Maestria, Inmutabilidad ante todo

Se cuenta que existía un maestro que vivía en las afueras del pueblo. Todos conocían a este maestro espiritual por su perfección solo bastaba su presencia para que alguien pudiera sentir que ya no era una persona normal. En el pueblo lo querían mucho y aseguraban que él era una bendición por eso lo cuidaban siempre ofreciéndole abundancia suficiente para que siguiera compartiendo su sabiduría con todos los del pueblo.

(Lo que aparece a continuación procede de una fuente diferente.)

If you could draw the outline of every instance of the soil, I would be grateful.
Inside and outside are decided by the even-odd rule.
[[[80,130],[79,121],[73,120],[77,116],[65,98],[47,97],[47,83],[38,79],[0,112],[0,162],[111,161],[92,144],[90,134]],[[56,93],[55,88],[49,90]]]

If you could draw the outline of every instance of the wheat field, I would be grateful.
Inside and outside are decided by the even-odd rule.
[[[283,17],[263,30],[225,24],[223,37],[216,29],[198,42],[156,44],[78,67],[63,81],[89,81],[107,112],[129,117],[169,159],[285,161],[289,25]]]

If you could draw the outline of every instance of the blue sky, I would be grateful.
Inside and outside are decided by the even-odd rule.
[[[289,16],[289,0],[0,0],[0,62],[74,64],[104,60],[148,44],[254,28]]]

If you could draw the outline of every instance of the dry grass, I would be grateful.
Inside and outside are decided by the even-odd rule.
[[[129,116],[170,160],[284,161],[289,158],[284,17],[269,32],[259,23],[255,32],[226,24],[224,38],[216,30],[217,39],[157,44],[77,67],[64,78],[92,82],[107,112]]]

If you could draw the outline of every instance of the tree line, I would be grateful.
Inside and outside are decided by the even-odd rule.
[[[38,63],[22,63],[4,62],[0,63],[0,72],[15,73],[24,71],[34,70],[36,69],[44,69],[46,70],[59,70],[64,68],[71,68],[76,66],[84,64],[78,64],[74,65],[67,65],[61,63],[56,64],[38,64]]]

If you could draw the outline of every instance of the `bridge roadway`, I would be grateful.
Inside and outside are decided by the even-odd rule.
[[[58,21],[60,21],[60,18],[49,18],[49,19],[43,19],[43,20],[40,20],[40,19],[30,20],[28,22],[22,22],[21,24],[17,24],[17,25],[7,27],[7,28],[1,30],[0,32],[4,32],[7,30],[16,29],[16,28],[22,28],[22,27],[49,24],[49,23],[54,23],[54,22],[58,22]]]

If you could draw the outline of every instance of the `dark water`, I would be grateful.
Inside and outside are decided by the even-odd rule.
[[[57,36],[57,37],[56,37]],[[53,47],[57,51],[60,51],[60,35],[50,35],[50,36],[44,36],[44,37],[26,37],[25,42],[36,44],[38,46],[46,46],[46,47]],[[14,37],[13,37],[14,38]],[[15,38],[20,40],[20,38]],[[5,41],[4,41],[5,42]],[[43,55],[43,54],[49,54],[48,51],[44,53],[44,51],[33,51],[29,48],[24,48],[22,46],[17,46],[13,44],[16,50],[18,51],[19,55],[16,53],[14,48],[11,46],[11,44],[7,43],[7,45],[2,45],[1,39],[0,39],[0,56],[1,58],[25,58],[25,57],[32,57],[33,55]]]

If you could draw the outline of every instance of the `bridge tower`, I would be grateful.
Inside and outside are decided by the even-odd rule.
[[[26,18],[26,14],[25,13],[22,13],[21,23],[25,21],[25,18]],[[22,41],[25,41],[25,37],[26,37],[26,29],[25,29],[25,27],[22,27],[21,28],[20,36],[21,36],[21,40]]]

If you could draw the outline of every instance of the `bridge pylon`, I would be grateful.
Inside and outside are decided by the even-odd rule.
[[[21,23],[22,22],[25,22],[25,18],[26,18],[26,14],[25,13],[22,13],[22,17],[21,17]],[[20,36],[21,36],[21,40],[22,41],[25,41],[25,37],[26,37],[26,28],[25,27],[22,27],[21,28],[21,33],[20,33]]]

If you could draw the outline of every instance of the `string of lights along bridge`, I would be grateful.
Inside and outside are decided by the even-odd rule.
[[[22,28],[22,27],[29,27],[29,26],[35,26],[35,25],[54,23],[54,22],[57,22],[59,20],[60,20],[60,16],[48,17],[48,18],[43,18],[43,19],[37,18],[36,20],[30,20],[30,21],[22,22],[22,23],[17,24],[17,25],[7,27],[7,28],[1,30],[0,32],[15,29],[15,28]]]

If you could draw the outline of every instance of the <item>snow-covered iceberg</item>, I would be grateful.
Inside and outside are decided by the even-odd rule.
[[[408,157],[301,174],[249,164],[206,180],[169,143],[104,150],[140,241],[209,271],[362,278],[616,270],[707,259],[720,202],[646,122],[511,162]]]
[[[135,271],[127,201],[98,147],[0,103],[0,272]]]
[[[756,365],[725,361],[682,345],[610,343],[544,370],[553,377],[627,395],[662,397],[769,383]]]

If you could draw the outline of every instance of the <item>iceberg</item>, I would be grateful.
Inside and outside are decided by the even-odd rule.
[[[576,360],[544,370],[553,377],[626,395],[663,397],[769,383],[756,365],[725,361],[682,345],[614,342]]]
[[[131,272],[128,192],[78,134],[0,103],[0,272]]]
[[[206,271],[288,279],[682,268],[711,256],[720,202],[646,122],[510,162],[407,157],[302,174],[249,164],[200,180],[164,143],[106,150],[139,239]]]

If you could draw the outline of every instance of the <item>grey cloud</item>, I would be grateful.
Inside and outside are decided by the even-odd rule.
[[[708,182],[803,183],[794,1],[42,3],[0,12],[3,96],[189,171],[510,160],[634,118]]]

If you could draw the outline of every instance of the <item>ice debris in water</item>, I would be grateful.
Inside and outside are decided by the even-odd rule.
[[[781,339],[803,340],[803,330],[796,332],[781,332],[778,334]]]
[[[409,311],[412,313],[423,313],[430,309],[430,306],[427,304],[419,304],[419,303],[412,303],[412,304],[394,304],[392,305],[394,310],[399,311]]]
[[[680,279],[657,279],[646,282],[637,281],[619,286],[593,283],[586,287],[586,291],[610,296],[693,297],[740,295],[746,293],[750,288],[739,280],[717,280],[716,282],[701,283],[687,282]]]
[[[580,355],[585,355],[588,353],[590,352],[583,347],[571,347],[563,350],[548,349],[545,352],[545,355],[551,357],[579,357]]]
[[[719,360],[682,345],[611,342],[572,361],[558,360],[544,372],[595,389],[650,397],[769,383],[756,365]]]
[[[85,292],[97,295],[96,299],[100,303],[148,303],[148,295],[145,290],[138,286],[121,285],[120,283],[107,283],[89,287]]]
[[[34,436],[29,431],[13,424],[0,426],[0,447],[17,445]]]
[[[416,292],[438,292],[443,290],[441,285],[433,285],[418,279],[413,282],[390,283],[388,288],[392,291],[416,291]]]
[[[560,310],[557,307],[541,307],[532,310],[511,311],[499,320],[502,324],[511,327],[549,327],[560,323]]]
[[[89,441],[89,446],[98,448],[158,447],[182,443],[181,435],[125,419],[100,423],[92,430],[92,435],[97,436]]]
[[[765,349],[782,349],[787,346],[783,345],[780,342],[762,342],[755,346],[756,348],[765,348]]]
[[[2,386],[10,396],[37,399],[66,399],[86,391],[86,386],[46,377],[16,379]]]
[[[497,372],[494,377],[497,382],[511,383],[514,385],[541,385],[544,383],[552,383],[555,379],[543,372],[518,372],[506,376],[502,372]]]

Era como un velón que tenía la capacidad de encender el fuego de otras velas aunque fuera por un momento.
En el pueblo existía una pareja que estaban sosteniendo relaciones premaritales algo que aquellos tiempos no era aceptado y condenado. Como la naturaleza no conoce de seriedad o de juegos. Cuando los elementos se combinaron perfectamente la joven quedo embarazada. El joven le dijo que lo negaría todo si decía que era del y que jamás lo volvería a ver. Ella trato de ocultar su embarazo hasta que no pudo más y sus padres le preguntaron quien era el padre de la criatura. Ella le dijo que era el Maestro espiritual los padres sin ni tan siquiera analizar lo que decía olvidaron todas las cualidades de este maestro en un instante. Entonces decidieron esperar a que naciera el niño para discutirlo con el maestro.
Cuando nació el niño lo llamaron el maestro fue muy feliz mente por que para el todo era una celebración. Cuando llego los padres le dijeron que se tenía que hacer responsable del niño por haber embarazado a su hija y que se lo tenía que llevar con el por qué ellos no se harían responsables. El maestro como si fuera un regalo dijo “Esta Bien”
El pueblo se entero de lo sucedido y sus discípulos lo abandonaron como un hombre santo pudo haber roto las tradiciones del pueblo y mas a un como un santo pudo tomar de los placeres del sexo. El maestro seguía inmutable con su cuenco mendigaba para el bebe y luego para él. Los viajeros que no conocían lo que sucedía seguían sintiendo que este hombre era algo especial mientras los pueblerinos estaban ciegos habían olvidado la luminosidad de este ser.
La joven después de unos meses de tanto remordimiento le conto todo a sus padres. Los padres de repente sintieron todo el peso de la vergüenza en ello y buscaron al maestro postrándose a sus pies pidiéndole que les perdonara. El dijo “Esta Bien”. Le preguntaron por qué no se defendió y el dijo porque todo está bien yo solo soy y la existencia provee todo nada cambia no hay movimiento solo soy. Si hoy tengo un bebe está bien si ya no lo tengo está bien si me aman está bien si no está bien. Yo no soy el que hago yo soy el que experimento la creación. Como puedo yo juzgar los deseos de Dios.
Ellos se marcharon con el bebe. El pueblo se entero de lo sucedido y su ley se hizo cargo de la joven y la joven. El maestro esta vez fue amado y bendecido más que nunca por los pueblerinos y su existencia llego a ambas fronteras del continente.
Las pruebas, las difamaciones, las flagelaciones, y todo lo demás, solo son oportunidades de reconocer y demostrar lo que somos. Que al final cuando sumamos y restamos solo somos Dios y todo lo demás percepciones, roles y otras construcciones colectivas o de nosotros mismos.